A lot of the best advice suggests that you turn this essay about failure into an essay about success.
Why not actually talk about the causes and nature of the failure? Most of the essays on failure that I see as an editor really do skirt the issue, instead arguing how “the failure actually should be viewed as a reason for success.” Now there is nothing wrong with this, but it often doesn’t answer the question.
Why Nobody Wants You to Write About Failure
There is a good reason for the advice to sidestep the topic, because it is meant to keep you from doing what naturally occurs when you start writing about failure. The syntax itself becomes failure-prone when, as a writer, you zero in on the idea of failure. But why not take a little risk?
You can talk about the very complex nature of failure and also of failure cycles and of the failures that either preceded or were perpetuated by the one you are talking about specifically (see below for an outline). You can talk about how different cultures perpetuate failure cycles or even about how certain family traits perpetuate failure cycles, but you must be very careful in terms of the wording because you do not want to negatively stereotype any groups or individuals. Again, people stay away from this content because it can get you into trouble. But readers appreciate candidates who take a bit of risk.
The Communication Perspective
Failures almost always involve a form of miscommunication, and another way to talk about failure is to point to the “failure that underlies the failure,” and this, again, is almost always a form of miscommunication. Providing this information can often be just as valuable as explaining the details of the specific failure itself (such as the quantitative facts related to the failure, for example, if you are a business applicant and have been asked to address a business failure, which in business is best done with numbers).

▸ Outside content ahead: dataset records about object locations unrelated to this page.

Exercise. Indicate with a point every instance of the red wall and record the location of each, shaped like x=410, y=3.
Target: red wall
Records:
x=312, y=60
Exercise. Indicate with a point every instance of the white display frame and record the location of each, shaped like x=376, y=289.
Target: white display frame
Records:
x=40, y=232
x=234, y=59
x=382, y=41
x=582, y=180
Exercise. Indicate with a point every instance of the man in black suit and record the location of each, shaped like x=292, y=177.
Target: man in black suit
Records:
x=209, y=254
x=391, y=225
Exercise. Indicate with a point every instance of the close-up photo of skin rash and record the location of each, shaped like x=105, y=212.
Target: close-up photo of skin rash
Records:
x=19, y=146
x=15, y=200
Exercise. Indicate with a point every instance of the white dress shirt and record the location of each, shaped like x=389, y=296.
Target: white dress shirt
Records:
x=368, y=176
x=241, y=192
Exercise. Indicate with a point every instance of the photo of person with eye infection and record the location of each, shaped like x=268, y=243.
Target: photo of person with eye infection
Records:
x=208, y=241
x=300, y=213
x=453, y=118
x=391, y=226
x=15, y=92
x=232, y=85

1. Put the reader in the picture in the first paragraph. Provide the facts that can enable the reader to appreciate the scope of the failure. Use the journalist’s tools:
- Who: what was your role?
- What: what was the failure specifically?

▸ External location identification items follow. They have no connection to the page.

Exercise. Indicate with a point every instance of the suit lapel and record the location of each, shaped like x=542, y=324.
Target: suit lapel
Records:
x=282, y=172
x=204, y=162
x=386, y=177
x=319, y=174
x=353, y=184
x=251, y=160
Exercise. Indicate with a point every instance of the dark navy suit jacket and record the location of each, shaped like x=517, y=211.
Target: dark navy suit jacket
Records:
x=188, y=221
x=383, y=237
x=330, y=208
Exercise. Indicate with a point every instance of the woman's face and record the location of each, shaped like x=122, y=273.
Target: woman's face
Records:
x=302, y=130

- Where: provide the details
- When: provide the details
- Why: why did it qualify as a failure in that setting?
2. Talk about the failure that was behind the failure. Was there a lack of communication? If so, what led to it? Again, this is material that many people avoid, but it can be valuable. To keep it from becoming too downbeat, remember that you must always be forgiving when you are talking about other people in your essays. Do not criticize others in your failure essay. If you avoid this you will be fine.
3. Talk about the sense of disorientation. You can endear yourself to your reader if you “confess” to the confusion that you faced without making too much of it.

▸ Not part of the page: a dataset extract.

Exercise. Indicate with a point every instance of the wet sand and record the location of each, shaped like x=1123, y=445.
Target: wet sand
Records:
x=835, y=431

4. Again, there’s no point in throwing out the baby with the bathwater, and most prompts do in fact ask about the lessons learned. So in your fourth paragraph you can come back to the typical spin about how you overcame the failure and the lessons you learned.
5. In your conclusion you can talk about the causes of the failure that you now understand. This can work even better than the more typical “hence this was not really a failure” conclusion. Really, failure gets a bad rap. Write a bit about it and what you learned about how it affects us. It just might work.
Don’t be afraid to analyze a failure, and don’t overdo the “without this failure I could never have achieved success” angle. Just write about what you learned and how this has helped you.